Der andere Teil der Haustechnikplanung neben der Elektroplanung umfasst die Systeme, die vorwiegend auf den Medien Wasser und Luft basieren: Heizung, Lüftung und Sanitär. Leider gibt es keinen geläufigen Begriff für die Gesamtheit dieser Installationen. In der Praxis wird meistens mit Abkürzungen operiert. Man spricht beispielsweise sehr häufig von der HLS-Planung. Jeder im Bauwesen weiss, was darunter zu verstehen ist: Heizungs-, Lüftungs- und Sanitärplanung. Wenn dann noch ein «K» hinzukommt (HLKS-Planung), weiss der Fachmann, dass auch «Kälte» oder «Klima» ein Thema ist. – Die HLS-Planung hat in den letzten Jahren eine markante Entwicklung durchgemacht, ausgelöst durch den Trend zum Energiesparen.

Planungsgebiete

Im folgenden gehen wir auf die Planungsgebiete Heizung, Lüftung und Sanitär etwas näher ein. Die Fachingenieure der Haustechnik erbringen in der Regel für die ihnen anvertrauten gebäudetechnischen Teilsysteme die üblichen umfassenden Planungsleistungen gemäss der SIA-Honorarordnung 108. Diese beinhalten neben der technischen Konzeption auch Ausschreibung, Fachbauleitung, Rechnungskontrolle und dergleichen.

• Heizungsplanung
Ausgangspunkt ist die Ermittlung des Wärmeleistungsbedarfs. Dieser hängt neben dem beheizten Volumen unter anderem von der Wärmeisolation des Gebäudes sowie Wärmegewinnen durch Sonneneinstrahlung ab. Mit dem errechneten Bedarf als Ausgangsgrösse wird das Heizungssystem konzipiert. Im Wohnungsbau beispielsweise besteht es unter anderem aus den Komponenten Oeltank, Heizkessel, Kamin, Wärmeverteilung und Heizkörpern. Bei zahlreichen Sachfragen stellen sich Optimierungsprobleme, etwa bei der Wahl der Primärenergie (Öl oder Gas) oder der Art der Raumheizung (Radiatoren oder Bodenheizung).
Was im Wohnungsbau noch ziemlich übersichtlich ist, kann bei anderen Bauaufgaben sehr viel komplexer werden. Es ist beispielsweise durchaus möglich, dass eine industrielle Wärmeerzeugung aus mehreren grossen Kesseln besteht, getrennt für Raumheizung und Heisswasser für die Prozesswärme.

• Lüftungsplanung
Das Lüftungssystem wird in erster Linie durch die geforderte Luftqualität bestimmt, ausgedrückt beispielsweise in Luftwechselzahlen (sowie Kühllasten, falls klimatisiert werden soll). Die technischen Komponenten der Lüftung umfassen Zentralen, Kanäle sowie Regel- und Auslassbauteile aller Art. Optimierungsfragen stellen sich beispielsweise bei der Wahl der Luftführung im Raum.

• Sanitärplanung
In das Gebiet der Sanitärplanung fällt mehr, als man vielleicht auf Anhieb vermuten würde. Im Zentrum steht die Ver- und Entsorgung mit kaltem und warmem Wasser einschliesslich der notwendigen Endgeräte. Weniger bekannt ist, dass auch Sprinkleranlagen, Druckluftnetze oder Gasleitungen zur Sanitärplanung gehören.

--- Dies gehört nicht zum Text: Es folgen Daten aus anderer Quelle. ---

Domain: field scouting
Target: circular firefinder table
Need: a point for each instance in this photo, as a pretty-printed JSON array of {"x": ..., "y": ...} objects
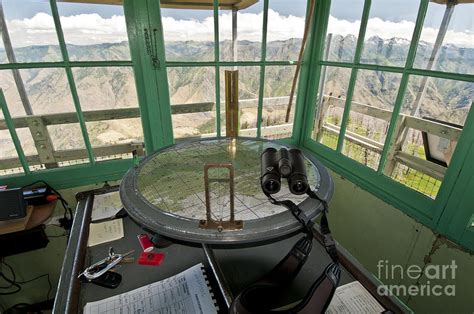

Auswahlkriterien für HLS-Planer

Bei den Planern für Heizung, Lüftung und Sanitär richtet sich die Auswahl zunächst nach den gleichen Kriterien wie bei den anderen Planern auch. Im Vordergrund stehen etwa die allgemeine Leistungsfähigkeit, spezielle Fachkenntnisse, Referenzen und dergleichen. Die nachfolgenden Gesichtspunkte sind bei der Haustechnik zusätzlich zu berücksichtigen.

• Kriterium 1: Koppelung von Planungsleistungen
Die Planungsgebiete Heizung, Lüftung und Sanitär sind eng verwandt miteinander. Besonders enge Beziehungen bestehen zwischen Heizung und Lüftung. Wenn warme Luft weggelüftet wird, muss sie in Form von Heizenergie wieder zugeführt werden. Es ist deshalb naheliegend, beide Gebiete zusammen zu betrachten. Manchmal sind die Systeme für Heizung und Lüftung sogar identisch. Beispielsweise gibt es Heizungen für Hallen, die zugleich Lüftungen sind: zwei Funktionen mit der genau gleichen Hardware.

Etwas weniger eng ist die Beziehung zwischen Sanitär und Heizung. Allerdings gibt es auch hier Berührungspunkte. Die Kunststoffleitungen in Betondecken für Heizung und Sanitär beispielsweise sind äusserlich praktisch gleich. Die Sanitärleitungen bestehen lediglich aus einer etwas höheren Qualität. Der Schluss liegt deshalb nahe, dass gleichartige Bauteile auch von den gleichen Fachleuten geplant werden sollen.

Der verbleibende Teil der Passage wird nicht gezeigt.